Twenty-five years ago, after her maternal grandmother’s death, Robin Coste Lewis discovered a stunning collection of photographs in an old suitcase under her bed, filled with everything from sepia tintypes to Technicolor Polaroids. Lewis’s family had survived one of the largest migrations in human history, when six million Americans fled the South, attempting to escape from white supremacy and white terrorism. But these photographs of daily twentieth-century Black life revealed a concealed, interior history. The poetry Lewis joins to these vivid images stands forth as an inspiring alternative to the usual ways we frame the old stories of “race” and “migration,” placing them within a much vaster span of time and history.

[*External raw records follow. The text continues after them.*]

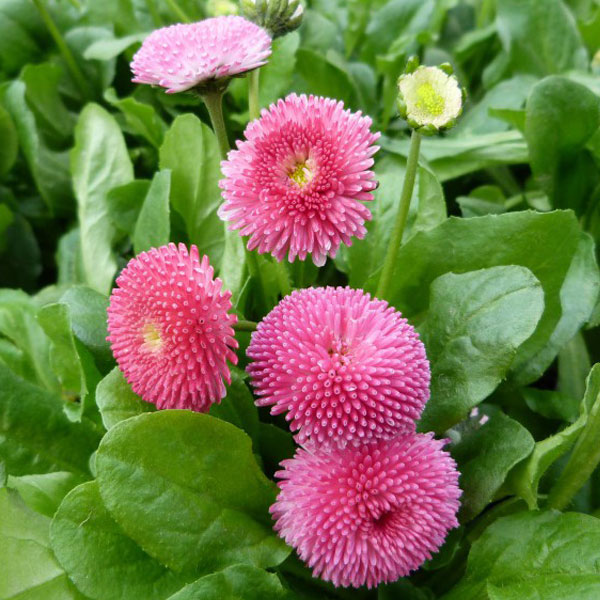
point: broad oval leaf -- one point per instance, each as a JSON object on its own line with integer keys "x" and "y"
{"x": 239, "y": 582}
{"x": 545, "y": 243}
{"x": 185, "y": 486}
{"x": 475, "y": 324}
{"x": 103, "y": 562}
{"x": 533, "y": 555}
{"x": 99, "y": 162}
{"x": 29, "y": 567}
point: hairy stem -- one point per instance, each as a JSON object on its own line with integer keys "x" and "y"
{"x": 253, "y": 87}
{"x": 407, "y": 189}
{"x": 242, "y": 325}
{"x": 214, "y": 105}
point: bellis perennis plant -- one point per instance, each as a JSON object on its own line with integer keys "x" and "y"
{"x": 343, "y": 367}
{"x": 307, "y": 335}
{"x": 170, "y": 329}
{"x": 296, "y": 184}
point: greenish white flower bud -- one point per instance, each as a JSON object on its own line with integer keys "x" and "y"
{"x": 221, "y": 8}
{"x": 278, "y": 17}
{"x": 429, "y": 98}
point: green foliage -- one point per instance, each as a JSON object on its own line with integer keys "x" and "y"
{"x": 534, "y": 555}
{"x": 195, "y": 501}
{"x": 475, "y": 323}
{"x": 102, "y": 496}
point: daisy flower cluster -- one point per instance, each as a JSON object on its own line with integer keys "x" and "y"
{"x": 366, "y": 499}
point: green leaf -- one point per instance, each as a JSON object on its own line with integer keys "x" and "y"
{"x": 88, "y": 321}
{"x": 42, "y": 82}
{"x": 427, "y": 209}
{"x": 526, "y": 478}
{"x": 43, "y": 493}
{"x": 238, "y": 407}
{"x": 152, "y": 228}
{"x": 485, "y": 455}
{"x": 187, "y": 489}
{"x": 142, "y": 118}
{"x": 551, "y": 404}
{"x": 64, "y": 358}
{"x": 125, "y": 203}
{"x": 561, "y": 117}
{"x": 190, "y": 150}
{"x": 239, "y": 582}
{"x": 395, "y": 21}
{"x": 539, "y": 37}
{"x": 68, "y": 258}
{"x": 99, "y": 162}
{"x": 117, "y": 401}
{"x": 98, "y": 73}
{"x": 573, "y": 367}
{"x": 549, "y": 245}
{"x": 29, "y": 568}
{"x": 475, "y": 324}
{"x": 317, "y": 75}
{"x": 276, "y": 75}
{"x": 99, "y": 557}
{"x": 35, "y": 434}
{"x": 108, "y": 48}
{"x": 18, "y": 323}
{"x": 10, "y": 143}
{"x": 276, "y": 444}
{"x": 49, "y": 169}
{"x": 534, "y": 555}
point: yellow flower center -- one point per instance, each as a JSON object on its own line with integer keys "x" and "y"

In what she calls “a film for the hands” and “an origin myth for the future,” Lewis reverses our expectations of both poetry and photography: “Black pages, black space, black time––the Big Black Bang.” From glamorous outings to graduations, birth announcements, baseball leagues, and back-porch delight, Lewis creates a lyrical documentary about Black intimacy. Instead of colonial nostalgia, she offers us “an exalted Black privacy.” What emerges is a dynamic reframing of what it means to be human and alive, with Blackness at its center. “I am trying / to make the gods / happy,” she writes amid these portraits of her ancestors. “I am trying to make the dead / clap and shout.”
Robin Coste Lewis is an American poet, artist, and scholar. Her debut collection Voyage of the Sable Venus won the National Book Award for poetry in 2015. She is a writer-in-residence at the University of Southern California, where she received a PhD in poetry and visual studies. She was born in Compton, California; her family is from New Orleans.